Innings gave me a ‘kick up the backside’ – Root

LONDON (Agencies): Joe Root says his second-innings half-century in England’s first-Test defeat of New Zealand has given him a “kick up the backside”.

The former captain has gone seven Tests without making a hundred, his longest spell without a ton in two years. He looked fluent in his 57 made from 62 balls in Mount Maunganui, as England won by 267 runs.

“I’ve not performed for a little while, so I had the bit between my teeth in the second innings,” said Root.

“It’s given me a little sharpener, a kick up the backside, that this is how I need to play my cricket, how I can be consistently useful in this group.” From the beginning of 2021 to the middle of last summer, Root was in form unmatched by any other batter on the planet, scoring 11 hundreds in 24 Tests and averaging 61.

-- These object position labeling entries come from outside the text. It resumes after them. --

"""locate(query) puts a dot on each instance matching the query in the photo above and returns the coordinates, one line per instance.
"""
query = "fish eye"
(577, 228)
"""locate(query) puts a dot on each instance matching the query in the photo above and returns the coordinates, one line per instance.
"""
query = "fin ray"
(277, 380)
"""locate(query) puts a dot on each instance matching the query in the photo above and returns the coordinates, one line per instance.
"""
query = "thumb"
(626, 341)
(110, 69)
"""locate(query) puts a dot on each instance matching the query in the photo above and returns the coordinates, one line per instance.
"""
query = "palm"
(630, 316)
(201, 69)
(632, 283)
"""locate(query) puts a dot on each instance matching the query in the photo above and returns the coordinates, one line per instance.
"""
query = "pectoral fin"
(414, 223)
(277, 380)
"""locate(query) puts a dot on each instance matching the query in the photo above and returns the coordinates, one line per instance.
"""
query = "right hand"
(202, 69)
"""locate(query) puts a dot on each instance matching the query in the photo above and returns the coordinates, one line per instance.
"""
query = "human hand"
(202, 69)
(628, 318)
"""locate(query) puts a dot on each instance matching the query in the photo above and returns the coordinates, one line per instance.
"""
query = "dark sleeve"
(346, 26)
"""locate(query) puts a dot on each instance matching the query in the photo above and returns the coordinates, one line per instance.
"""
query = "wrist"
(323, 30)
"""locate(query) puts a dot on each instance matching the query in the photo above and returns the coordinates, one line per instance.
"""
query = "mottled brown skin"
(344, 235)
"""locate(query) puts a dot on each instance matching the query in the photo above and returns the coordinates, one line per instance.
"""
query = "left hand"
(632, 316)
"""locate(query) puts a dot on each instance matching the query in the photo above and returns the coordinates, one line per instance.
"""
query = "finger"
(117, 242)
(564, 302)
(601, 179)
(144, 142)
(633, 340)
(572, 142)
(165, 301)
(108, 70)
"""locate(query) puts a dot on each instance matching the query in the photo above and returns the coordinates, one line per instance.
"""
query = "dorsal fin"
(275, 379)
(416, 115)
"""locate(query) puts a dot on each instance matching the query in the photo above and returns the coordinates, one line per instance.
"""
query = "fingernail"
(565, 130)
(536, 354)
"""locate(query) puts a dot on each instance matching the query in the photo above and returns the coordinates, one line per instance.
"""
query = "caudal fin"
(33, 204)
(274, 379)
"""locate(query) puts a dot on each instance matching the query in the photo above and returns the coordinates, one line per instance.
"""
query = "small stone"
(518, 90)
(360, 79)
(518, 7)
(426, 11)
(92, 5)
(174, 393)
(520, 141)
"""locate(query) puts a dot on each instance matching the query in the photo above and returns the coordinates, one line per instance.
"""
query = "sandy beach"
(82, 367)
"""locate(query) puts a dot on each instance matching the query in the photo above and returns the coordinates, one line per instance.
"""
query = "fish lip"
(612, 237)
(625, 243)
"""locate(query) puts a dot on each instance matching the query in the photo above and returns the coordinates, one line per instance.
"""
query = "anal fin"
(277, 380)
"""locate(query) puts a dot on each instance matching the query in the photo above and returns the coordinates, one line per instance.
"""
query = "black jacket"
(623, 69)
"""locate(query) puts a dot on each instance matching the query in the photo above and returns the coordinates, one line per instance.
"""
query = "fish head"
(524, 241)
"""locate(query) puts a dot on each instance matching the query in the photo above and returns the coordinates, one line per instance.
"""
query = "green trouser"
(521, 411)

His batting form remained strong despite the unravelling of his captaincy, with England winning only one of his last 17 Tests in charge. Root was replaced by Ben Stokes in May last year and his form initially remained strong, with three hundreds in four Tests after giving up the captaincy.

But as England have gone from strength to strength under Stokes – the win at the Bay Oval was their 10th in 11 matches – Root’s form has regressed. The 32-year-old believes it will “take some time” for him to fully adjust to England’s ultra-aggressive style under Stokes. “There was the initial relief of coming out of the captaincy and now I’m just trying to find out what my role is within this team,” said Root.

“I’ve maybe got a bit caught up in it, but I’m not too far away from what’s given me success. I didn’t feel I tried to force it in the second innings and when I’m playing well that’s one of my strengths: I can score freely and I can rotate the strike. “I felt like I found a really good tempo in how I wanted to bat. “Under the leadership of Stokes and Brendon McCullum, England’s swashbuckling batting has seen Root regularly reverse-scoop pace bowlers.

In the first innings at Mount Maunganui he executed the stroke against left-armer Neil Wagner and picked up a boundary. When he attempted the stroke again, he was caught at slip to be dismissed for 14.

But the Yorkshire player says that setback will not stop him from attempting the shot again in Test cricket.

“You take calculated risks,” said Root. “I’ve got where I’ve got to by trusting my gut. It just didn’t quite work out.

“It’s not going to stop me playing it. It’s now part of my Test game and I’ll continue to utilise it when it’s the right time.”

England will look to win the series in the second and final Test in Wellington, which begins on Friday (22:00 GMT Thursday).

The tourists are aiming for a seventh successive Test win, a feat not achieved by England since Michael Vaughan’s team won eight in a row in 2004.

New Zealand have recalled pace bowler Matt Henry, who missed the first Test because of the birth of his first child. Fellow seamer Jacob Duffy and leg-spinner Ish Sodhi have been released from the Black Caps’ squad.